Furthermore, due to the sector’s inherent volatility, access to capital has become difficult and more expensive, especially for coal projects. As Cormack said, mining firms are looking inward instead at how they can maximise the potential of their current assets.
Mark Cutifani, chief executive of Anglo American, told the FT Commodities Global Summit in Lausanne in March that the company has to improve its existing assets first.
“We’re allergic to those types of risks today,” he said, “but at the same time we’ve got to be careful we don’t become gun shy either. We’re just trying to get the balance right.”
This is a good strategy, Stevenson agrees, as “it reduces the risk of over investment, as the best cure for hire prices is high prices”.
Now, investments are increasingly being made in so-called ‘new-age minerals’: cobalt, copper, nickel and lithium.
“Big miners are putting their capex against commodities, projects and portfolios that are showing good long-term prospects but, more specifically, we are seeing the emergence of the ‘battery minerals’ and the ‘new-age minerals’ needed for the technology of the future,” says Cormack. “Some exploration companies have completely switched from more traditional commodities to these newer ones.”
Lithium, for example, is now one of the world’s fastest growing commodities due to the demand for Li-ion batteries.
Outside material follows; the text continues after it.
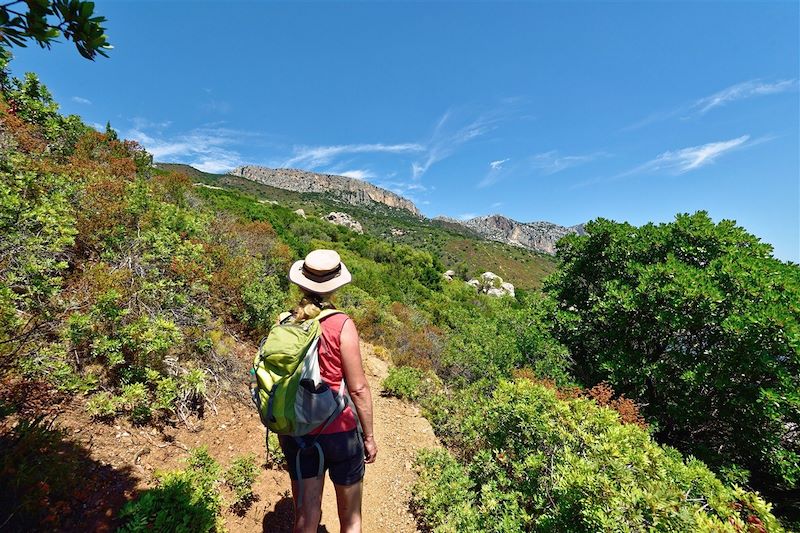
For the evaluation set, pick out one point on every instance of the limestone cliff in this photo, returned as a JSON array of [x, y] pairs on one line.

According to Chile’s largest lithium producer, SQM, the mineral’s growth rate is at 20%. In March, the company said its net income had reached $428m, an increase of more than 50% of the $278m the year before.
Cobalt is also garnering a lot of interest due to its scarcity but necessity in batteries for electric vehicles. According to figures from the London Metal Exchange, the price of cobalt has made a 22% gain already this year and a 250% gain since early 2017.
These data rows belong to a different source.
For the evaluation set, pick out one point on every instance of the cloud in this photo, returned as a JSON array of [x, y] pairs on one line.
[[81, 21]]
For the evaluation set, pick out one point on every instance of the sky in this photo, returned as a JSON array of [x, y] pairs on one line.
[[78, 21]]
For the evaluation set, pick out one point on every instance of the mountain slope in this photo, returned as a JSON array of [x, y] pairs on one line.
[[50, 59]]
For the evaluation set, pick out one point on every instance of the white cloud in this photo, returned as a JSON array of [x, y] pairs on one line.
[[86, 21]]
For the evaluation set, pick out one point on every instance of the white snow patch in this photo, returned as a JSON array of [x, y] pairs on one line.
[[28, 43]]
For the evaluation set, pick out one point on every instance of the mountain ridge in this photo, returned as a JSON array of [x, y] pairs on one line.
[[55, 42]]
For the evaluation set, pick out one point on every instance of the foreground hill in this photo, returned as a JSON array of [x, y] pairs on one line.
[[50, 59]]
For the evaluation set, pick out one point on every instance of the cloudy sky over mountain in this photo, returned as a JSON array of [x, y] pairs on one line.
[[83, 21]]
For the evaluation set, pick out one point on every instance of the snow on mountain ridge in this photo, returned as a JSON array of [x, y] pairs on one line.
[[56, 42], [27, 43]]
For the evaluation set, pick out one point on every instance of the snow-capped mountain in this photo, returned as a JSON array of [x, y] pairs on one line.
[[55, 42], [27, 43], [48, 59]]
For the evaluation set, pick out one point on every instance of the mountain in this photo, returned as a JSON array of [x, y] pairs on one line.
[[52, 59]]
Furthermore, data from Mining Intelligence shows that worldwide cobalt drilling activity quadrupled in Q4 2017, accounting for 50% of total activity of battery materials worldwide.
Industry culture change
As time goes on and prices remain buoyant, as they are broadly expected to, could miners suffer a memory lapse and fall back into bad habits?
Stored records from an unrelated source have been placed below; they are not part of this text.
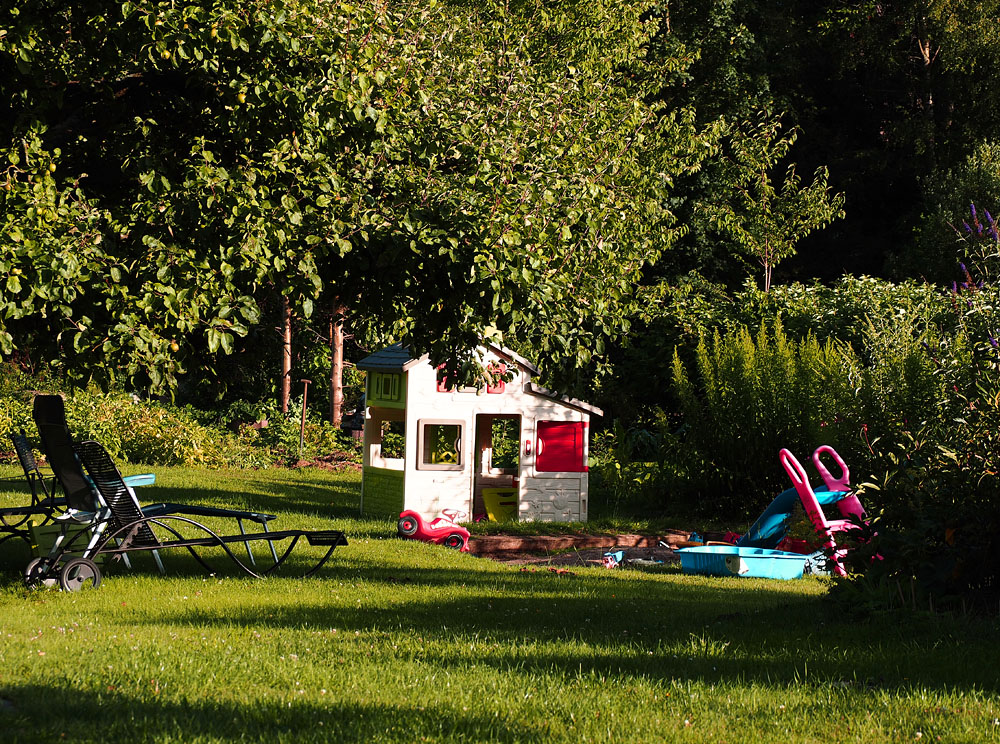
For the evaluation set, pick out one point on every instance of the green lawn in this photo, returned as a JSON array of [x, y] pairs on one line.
[[401, 641]]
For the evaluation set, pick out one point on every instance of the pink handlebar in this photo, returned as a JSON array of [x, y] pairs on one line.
[[842, 483]]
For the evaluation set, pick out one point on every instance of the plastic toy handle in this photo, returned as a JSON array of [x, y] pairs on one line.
[[843, 483], [794, 469]]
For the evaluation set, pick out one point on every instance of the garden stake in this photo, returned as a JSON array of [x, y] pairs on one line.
[[302, 426]]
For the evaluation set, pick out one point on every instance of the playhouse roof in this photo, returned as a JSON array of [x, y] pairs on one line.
[[397, 358]]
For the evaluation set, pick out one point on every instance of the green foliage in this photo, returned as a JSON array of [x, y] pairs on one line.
[[947, 200], [765, 220], [751, 395], [938, 488], [856, 310], [154, 433], [440, 168]]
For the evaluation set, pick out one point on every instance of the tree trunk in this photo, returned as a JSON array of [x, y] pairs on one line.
[[337, 363], [285, 382]]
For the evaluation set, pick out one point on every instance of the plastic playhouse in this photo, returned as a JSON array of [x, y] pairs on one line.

“They might,” says Cormack, “but probably not to the same extent.” This is because beyond fiscal prudence there are other factors at play in the mining sector today.
“The sustainability agenda has advanced in leaps and bounds,” he continues, “companies are now being sincere about how they carry out their operations.
“I think this is a very exciting time to be in the industry, there are some lessons learned from the past and mining firms have taken this on board and not only restructured their operations but the way they approach things.”
This is as far reaching, he says, as mining firms working towards greater diversity of their boards for better scrutiny and delivery of shareholder value, investments in innovation, automation and technology, as well as looking to learn lessons from other sectors, including the automotive and agriculture.
“We are seeing a huge interest and traction on how to use technology to optimise more effectively and efficiently and to future-proof companies against potential commodity downturns,” he adds.
Though this is less prevalent in coal mining, according to Stevenson. “We haven’t seen a lot of remote operations and AI in the coal space for varied reasons,” he says, “but the biggest being that we are still coming out of a time where there was no money to spend and technology still requires an upfront cost”.
This new interest in doing things differently has also extended to local community engagement and environmental responsibility, says McCormack, with companies looking at options such as in-situ excavation to minimise their impact.
It seems that, after a tumultuous period of low commodity prices and high public scrutiny, many mining firms are focused on understanding how to manage their key risks – commodity prices, permitting, access to capital and social licence to operate – in a more sustainable way to avoid, among other things, reputational damage and financial loss.